# Who are these guys and where can I find them?



## Garth Barnard (Sep 28, 2006)

Who are these guys and where can I find them? 

These guys are awesome! :ultracool 

http://www.gougoule.com/violence/


----------



## Fluffy (Sep 28, 2006)

Rolf!  That was awesome!  I've gotta share!


----------



## charyuop (Sep 28, 2006)

I had seen this video in another forum. This was a screenage from a film production company. They were looking for a Martial Artist for a Kung Fu movie...never found out what movie was it.
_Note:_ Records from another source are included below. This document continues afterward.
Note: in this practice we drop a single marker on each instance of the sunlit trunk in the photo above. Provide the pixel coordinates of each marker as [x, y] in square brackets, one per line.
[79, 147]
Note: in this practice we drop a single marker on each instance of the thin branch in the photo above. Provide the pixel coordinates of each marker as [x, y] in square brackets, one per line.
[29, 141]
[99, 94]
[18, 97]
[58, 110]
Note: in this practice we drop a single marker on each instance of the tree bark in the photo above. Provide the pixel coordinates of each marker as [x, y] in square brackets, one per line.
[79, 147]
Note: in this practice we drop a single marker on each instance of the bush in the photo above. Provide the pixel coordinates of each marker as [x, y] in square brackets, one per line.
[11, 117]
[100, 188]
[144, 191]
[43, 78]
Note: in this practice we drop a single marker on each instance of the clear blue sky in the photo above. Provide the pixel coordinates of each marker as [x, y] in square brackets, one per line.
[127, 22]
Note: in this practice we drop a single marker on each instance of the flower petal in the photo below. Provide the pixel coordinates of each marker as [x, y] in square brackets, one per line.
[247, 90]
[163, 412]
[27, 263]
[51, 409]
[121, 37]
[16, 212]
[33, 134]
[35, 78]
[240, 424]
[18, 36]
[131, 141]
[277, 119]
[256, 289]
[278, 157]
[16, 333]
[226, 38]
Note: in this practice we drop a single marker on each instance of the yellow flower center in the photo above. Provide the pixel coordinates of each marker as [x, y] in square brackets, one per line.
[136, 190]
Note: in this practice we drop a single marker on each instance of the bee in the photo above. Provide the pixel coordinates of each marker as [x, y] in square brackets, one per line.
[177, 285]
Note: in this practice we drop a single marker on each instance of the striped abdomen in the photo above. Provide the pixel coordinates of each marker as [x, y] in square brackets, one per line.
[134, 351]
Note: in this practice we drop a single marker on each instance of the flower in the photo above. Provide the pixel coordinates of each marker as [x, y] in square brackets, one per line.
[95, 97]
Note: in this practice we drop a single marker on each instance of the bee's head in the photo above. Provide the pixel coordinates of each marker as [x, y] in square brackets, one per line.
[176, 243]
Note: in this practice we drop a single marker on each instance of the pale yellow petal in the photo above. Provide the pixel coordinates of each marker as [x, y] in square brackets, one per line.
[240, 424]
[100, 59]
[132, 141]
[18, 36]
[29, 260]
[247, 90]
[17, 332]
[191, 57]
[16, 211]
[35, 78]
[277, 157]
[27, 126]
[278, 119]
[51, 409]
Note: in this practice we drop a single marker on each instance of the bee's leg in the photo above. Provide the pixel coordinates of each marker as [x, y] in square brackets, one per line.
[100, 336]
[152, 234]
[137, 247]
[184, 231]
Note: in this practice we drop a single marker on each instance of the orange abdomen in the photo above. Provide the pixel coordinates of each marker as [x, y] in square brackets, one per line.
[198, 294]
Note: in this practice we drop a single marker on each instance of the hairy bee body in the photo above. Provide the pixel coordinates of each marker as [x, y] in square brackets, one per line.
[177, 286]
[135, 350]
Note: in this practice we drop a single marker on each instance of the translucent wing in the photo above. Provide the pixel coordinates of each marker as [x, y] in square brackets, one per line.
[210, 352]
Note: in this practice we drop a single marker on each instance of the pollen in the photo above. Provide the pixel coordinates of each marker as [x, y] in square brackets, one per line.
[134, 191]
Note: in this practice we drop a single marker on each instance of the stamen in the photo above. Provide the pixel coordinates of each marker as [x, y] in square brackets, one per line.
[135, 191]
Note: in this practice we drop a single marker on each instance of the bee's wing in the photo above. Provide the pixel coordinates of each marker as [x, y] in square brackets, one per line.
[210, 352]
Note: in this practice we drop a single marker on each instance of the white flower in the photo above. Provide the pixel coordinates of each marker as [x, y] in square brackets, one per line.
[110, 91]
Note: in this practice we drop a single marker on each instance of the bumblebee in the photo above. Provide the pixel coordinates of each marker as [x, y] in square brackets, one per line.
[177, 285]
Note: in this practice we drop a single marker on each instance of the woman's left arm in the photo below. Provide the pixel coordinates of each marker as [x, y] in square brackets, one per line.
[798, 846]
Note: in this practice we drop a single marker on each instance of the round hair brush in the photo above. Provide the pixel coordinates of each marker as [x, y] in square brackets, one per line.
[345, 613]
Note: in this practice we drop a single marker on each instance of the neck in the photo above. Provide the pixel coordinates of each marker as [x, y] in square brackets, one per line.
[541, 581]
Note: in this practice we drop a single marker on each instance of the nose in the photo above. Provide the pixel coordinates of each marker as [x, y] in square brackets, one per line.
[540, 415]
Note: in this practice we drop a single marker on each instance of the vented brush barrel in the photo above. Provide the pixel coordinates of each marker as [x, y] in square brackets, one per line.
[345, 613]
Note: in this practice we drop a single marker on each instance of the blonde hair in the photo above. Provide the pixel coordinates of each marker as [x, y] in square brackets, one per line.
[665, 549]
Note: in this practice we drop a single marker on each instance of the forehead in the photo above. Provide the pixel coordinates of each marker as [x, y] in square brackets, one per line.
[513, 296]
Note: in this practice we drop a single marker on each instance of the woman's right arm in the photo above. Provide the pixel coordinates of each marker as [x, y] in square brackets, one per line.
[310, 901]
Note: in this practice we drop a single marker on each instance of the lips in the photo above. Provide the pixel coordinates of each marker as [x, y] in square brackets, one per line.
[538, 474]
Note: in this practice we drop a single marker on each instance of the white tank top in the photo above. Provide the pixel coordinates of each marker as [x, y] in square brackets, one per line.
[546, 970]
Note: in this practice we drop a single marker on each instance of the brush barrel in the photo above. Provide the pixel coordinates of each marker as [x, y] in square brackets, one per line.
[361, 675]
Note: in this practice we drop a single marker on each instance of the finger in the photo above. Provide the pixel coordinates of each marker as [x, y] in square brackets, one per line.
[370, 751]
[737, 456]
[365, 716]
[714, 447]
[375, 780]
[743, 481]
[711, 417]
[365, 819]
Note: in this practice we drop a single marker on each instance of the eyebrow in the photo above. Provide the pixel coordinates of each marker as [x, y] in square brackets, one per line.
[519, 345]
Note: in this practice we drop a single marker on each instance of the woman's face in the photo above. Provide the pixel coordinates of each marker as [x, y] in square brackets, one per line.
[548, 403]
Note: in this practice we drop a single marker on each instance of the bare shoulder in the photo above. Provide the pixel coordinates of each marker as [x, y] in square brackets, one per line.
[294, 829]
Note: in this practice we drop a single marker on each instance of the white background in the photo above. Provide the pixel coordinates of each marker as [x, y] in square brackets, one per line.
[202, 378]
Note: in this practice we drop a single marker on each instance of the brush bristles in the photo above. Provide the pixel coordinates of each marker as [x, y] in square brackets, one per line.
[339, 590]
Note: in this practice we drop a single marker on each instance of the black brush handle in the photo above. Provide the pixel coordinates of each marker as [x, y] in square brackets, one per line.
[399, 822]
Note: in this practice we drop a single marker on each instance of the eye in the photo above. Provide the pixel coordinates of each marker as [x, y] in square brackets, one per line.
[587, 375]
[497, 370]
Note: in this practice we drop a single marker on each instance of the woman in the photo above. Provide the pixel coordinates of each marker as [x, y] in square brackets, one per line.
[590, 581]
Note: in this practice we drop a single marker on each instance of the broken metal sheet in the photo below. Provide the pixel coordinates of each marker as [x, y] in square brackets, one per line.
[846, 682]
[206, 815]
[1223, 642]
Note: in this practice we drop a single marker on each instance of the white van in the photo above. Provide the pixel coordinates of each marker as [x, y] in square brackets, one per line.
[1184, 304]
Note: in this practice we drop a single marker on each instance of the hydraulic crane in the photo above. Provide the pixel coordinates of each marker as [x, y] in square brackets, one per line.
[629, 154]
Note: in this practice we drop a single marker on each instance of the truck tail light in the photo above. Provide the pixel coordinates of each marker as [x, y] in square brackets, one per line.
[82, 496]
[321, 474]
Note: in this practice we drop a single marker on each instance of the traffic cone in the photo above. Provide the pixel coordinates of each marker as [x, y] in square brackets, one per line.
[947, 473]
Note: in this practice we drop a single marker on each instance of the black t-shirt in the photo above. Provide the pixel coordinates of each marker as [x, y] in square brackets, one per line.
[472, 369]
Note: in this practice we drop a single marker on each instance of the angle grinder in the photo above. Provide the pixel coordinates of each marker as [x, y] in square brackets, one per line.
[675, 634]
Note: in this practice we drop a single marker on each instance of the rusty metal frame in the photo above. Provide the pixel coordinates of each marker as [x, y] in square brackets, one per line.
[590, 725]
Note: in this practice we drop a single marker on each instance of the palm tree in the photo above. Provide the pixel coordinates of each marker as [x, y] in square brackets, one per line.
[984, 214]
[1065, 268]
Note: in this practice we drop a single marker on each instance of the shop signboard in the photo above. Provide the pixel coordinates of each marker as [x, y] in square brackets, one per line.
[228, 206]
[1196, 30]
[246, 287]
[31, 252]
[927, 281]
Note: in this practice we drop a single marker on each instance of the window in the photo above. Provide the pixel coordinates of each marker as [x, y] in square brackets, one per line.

The nunchaku guy to me is the best hahahahaha.


----------



## Brian R. VanCise (Sep 28, 2006)

Hillarious!


----------



## pstarr (Sep 28, 2006)

Truly remarkable....:barf:


----------



## pstarr (Sep 28, 2006)

The most remarkable thing about it is that anyone would get up and do that in front of a camera...


----------



## bydand (Sep 29, 2006)

Such style and grace.  I wish I could be more like them, oh wait I can, it just takes lots and lots of booze.  My two favorites: Dumb-chuck guy, and the one who totally missed the dummy with his kick and landed behind it.


----------



## Sam (Sep 29, 2006)

I actually turned off the music to watch that.

What a waste.


----------



## Shinzu (Oct 1, 2006)

LOL... that was excellent!  heee hee heeeee


----------



## still learning (Oct 1, 2006)

Hello, Just train harder and you can be just like them...awesome!   NOT!.....Aloha


----------



## Haze (Oct 2, 2006)

American Idol auditions,,,,,,,,,, Martial Arts Division,,,,,,,,,,,,,,,LOL


----------



## MJS (Oct 3, 2006)

Thread moved to The Comedy Cafe.

MJS
MT Supermod


----------



## terryl965 (Oct 3, 2006)

Haze said:


> American Idol auditions,,,,,,,,,, Martial Arts Division,,,,,,,,,,,,,,,LOL


 
Exactly


----------